While potentially useful in a wide variety of applications, the present invention evolved in the field of optical libor fabrication. Optical fibers are thin strands of glass capable of transmitting an optical signal containing a large amount of information over long distances with very low loss. Optical fibers are typically manufactured by constructing an optical fiber preform of appropriate composition and drawing fiber from the preform.
A typical preform is in the form of a concentric glass rod having a length of about one meter and an outer diameter of 20-200 mm. The inner core of the rod is a high purity, low loss glass such as germanium silicate glass having a diameter of about 1-5 mm. The concentric outer cylinder, referred to as cladding, is a layer of glass with a lower index of refraction than the inner core.
In conventional manufacture of an optical fiber preform, the core is manufactured as a solid doped silica glass rod within the cladding. An outer jacket of silicate glass, referred to as the overcladding, is then added around the rod in order to provide the desired geometry for fiber draw. Specifically, the rod is placed within the overcladding tube, and the rod and overcladding are laminated to form a fiber optic preform by heating the assembly with an oxyhydrogen torch.

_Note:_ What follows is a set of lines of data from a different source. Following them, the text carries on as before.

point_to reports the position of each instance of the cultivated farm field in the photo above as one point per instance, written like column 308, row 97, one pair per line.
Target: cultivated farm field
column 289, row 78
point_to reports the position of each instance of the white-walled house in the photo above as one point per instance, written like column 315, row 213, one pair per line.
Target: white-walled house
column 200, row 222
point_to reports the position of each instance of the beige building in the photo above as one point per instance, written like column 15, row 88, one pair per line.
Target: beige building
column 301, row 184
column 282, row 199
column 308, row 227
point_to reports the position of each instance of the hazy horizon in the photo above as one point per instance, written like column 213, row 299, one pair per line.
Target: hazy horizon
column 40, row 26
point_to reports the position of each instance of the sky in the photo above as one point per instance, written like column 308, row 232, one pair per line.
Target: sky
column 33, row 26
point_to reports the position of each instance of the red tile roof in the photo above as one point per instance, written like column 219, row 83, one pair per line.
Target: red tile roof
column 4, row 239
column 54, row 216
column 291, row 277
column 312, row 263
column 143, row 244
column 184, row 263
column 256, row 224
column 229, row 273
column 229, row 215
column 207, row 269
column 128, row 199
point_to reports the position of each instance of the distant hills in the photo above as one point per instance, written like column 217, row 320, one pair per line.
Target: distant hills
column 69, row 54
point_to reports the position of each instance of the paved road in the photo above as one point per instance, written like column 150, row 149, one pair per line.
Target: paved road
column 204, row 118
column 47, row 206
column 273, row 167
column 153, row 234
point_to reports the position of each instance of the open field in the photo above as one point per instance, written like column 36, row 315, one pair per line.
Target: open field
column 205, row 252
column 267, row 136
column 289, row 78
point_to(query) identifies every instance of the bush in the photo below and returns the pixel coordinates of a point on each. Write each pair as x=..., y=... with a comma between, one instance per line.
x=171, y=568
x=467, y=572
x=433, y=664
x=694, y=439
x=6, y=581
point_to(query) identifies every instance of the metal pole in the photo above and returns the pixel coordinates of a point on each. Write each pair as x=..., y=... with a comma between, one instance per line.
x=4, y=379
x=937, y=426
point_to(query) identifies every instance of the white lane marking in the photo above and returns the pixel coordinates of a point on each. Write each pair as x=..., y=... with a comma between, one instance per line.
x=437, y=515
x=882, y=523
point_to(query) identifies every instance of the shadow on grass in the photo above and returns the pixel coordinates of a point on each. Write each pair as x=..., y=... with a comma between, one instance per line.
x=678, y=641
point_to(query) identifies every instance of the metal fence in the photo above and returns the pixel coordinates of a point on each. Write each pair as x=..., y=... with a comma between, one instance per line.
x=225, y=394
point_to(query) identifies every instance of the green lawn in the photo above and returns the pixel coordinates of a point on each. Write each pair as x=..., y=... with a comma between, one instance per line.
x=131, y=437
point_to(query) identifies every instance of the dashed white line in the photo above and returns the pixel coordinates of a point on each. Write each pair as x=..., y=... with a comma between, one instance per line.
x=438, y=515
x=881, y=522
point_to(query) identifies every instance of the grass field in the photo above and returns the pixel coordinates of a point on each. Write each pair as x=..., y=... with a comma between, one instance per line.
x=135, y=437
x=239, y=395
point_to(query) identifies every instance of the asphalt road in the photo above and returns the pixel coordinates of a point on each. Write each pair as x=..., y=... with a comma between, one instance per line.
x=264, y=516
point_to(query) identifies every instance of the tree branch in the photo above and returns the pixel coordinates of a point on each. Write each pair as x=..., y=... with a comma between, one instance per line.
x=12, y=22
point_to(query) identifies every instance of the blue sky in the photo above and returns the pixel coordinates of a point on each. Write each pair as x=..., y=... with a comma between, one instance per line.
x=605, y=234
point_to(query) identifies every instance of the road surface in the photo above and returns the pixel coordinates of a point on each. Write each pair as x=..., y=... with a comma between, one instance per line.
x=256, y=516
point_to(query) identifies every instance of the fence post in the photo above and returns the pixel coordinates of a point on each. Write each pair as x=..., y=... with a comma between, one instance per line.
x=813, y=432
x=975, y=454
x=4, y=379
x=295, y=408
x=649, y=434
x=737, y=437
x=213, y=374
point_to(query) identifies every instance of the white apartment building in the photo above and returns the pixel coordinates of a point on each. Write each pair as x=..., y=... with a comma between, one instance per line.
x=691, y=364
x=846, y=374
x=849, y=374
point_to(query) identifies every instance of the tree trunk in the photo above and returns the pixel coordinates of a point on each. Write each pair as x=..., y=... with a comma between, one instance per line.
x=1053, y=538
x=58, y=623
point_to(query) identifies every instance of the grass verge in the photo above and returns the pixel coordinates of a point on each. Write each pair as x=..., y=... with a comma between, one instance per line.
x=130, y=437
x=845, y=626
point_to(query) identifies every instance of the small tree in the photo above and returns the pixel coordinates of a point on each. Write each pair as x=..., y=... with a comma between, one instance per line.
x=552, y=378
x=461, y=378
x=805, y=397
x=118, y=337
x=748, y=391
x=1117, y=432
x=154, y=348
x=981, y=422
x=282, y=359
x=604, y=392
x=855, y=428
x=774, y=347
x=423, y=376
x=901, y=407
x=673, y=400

A difficulty with this process is that the lamination introduces in the outer periphery of the overcladding OH impurities which can be deleterious to a drawn fiber. As a consequence it is typically necessary to etch away the outer 0.5 mm of the preform with a plasma torch to eliminate the surface contaminated by the oxyhydrogen torch. Accordingly, there is a need for an improved method and apparatus for laminating overcladding and core rod in fiber optic preforms.